Kadhafi se fait une virée estivale

Visite du « Guide » chez son voisin. Au menu : tourisme culinaire… et idéologique.

Publié le 12 août 2008 Lecture : 2 minutes.

Excédés par les hausses successives du carburant à la pompe, les automobilistes tunisiens ont cru qu’ils allaient avoir une agréable surprise. Des ouvriers s’étaient affairés pour remplacer les enseignes des stations d’essence Mobil par celles de Naft Libya. La Jamahiriya allait-elle enfin faire profiter son voisin de ses énormes ressources en hydrocarbures en commercialisant l’essence au prix qu’elle pratique chez elle, soit quatre fois moins cher qu’en Tunisie ? Les automobilistes tunisiens attendent ce geste de longue date.

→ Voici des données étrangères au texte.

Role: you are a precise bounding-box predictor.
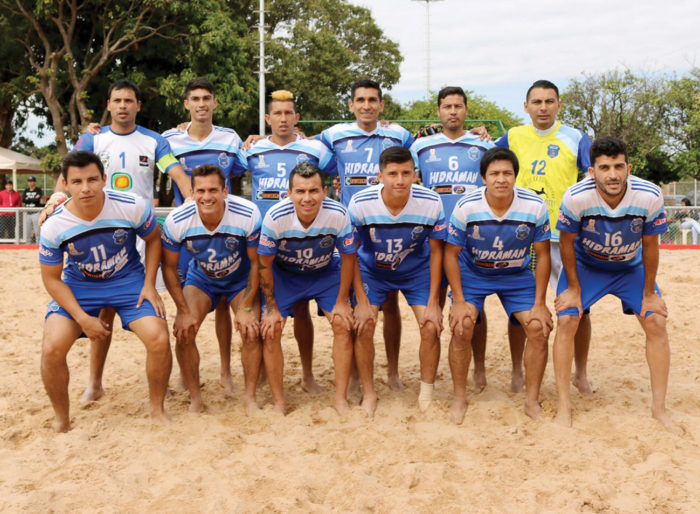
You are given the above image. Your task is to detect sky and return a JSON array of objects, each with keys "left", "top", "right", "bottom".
[{"left": 349, "top": 0, "right": 699, "bottom": 119}]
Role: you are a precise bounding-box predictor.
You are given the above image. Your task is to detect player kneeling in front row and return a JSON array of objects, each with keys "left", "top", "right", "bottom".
[
  {"left": 161, "top": 164, "right": 262, "bottom": 415},
  {"left": 39, "top": 151, "right": 171, "bottom": 432},
  {"left": 445, "top": 147, "right": 552, "bottom": 424},
  {"left": 349, "top": 147, "right": 445, "bottom": 417},
  {"left": 258, "top": 162, "right": 356, "bottom": 415},
  {"left": 553, "top": 136, "right": 681, "bottom": 434}
]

La visite de Mouammar Kadhafi à Tunis, du 4 au 6 août, a même failli convaincre les plus sceptiques, qui se sont dit que le « Guide » allait peut-être annoncer la bonne nouvelle sur place, au nom de la solidarité maghrébine. Le jour de son arrivée, des automobilistes ont même boycotté les stations Agil, Shell, BP et Total pour se ruer sur celles de Naft Oil. « J’étais prêt à y aller avec un drapeau vert libyen flottant sur ma voiture », raconte cet automobiliste rencontré à la station à l’entrée de La Marsa, dans la banlieue nord de Tunis. Las, les prix n’ont pas bougé d’un iota. Business is business : Naft Oil a bien acheté le réseau de distribution d’Exxon Mobil Oil Tunisie, qui détient une part de marché de 20 %. Mais pour le consommateur, cela ne se traduit que par le changement d’enseignequi s’est accéléré pour que Kadhafi en voie une lors de son passage par La Marsa, sur le chemin de la résidence d’hôtes à Gammarth.
Sa visite a d’ailleurs pris la tournure d’une virée telle que celles qu’effectuent actuellement, comme à l’accoutumée, des dizaines de milliers de ses compatriotes pour goûter aux délices des nuits estivales chez le voisin tunisien. Le « Guide » a eu un simple entretien avec le président Ben Ali, et a inauguré avec lui une cité de 1 200 habitations construite en cinq ans à Sidi Hassine Sejoumi, une localité défavorisée, à l’ouest de la capitale. La Libye ayant participé à son financement, la cité a été baptisée Cité Omar el-Mokhtar, illustre résistant libyen durant la colonisation italienne.
La délégation, composée des célèbres amazones (gardes du corps de Kadhafi) et, bizarrement, d’une dizaine de hauts officiers de l’armée apparemment venus en touristes aussi puisqu’on n’a pas signalé d’entretiens officiels, ne comprenait pas de ministres, à l’exception de celui des Affaires étrangères. Kadhafi a fait du tourisme culinaire et idéologique. Culinaire, avec un dîner dans un restaurant chic de Gammarth. Idéologique, avec des heures et des heures de conférences, suivies de débats, d’abord avec des intellectuels, puis avec des femmes. Le clou a été une rencontre avec des universitaires et des étudiants à l’Institut national des sciences appliquées de technologie (Insat), où il a été fait docteur honoris causa en civilisation arabo-islamique de l’université du 7-Novembre de Carthage en présence du ministre de l’Enseignement supérieur.
Kadhafi a également rencontré le prince Edward, fils de la reine Élisabeth II, représentant spécial de la Grande-Bretagne pour le commerce international et l’investissement, qui se trouvait en vacances en Tunisie.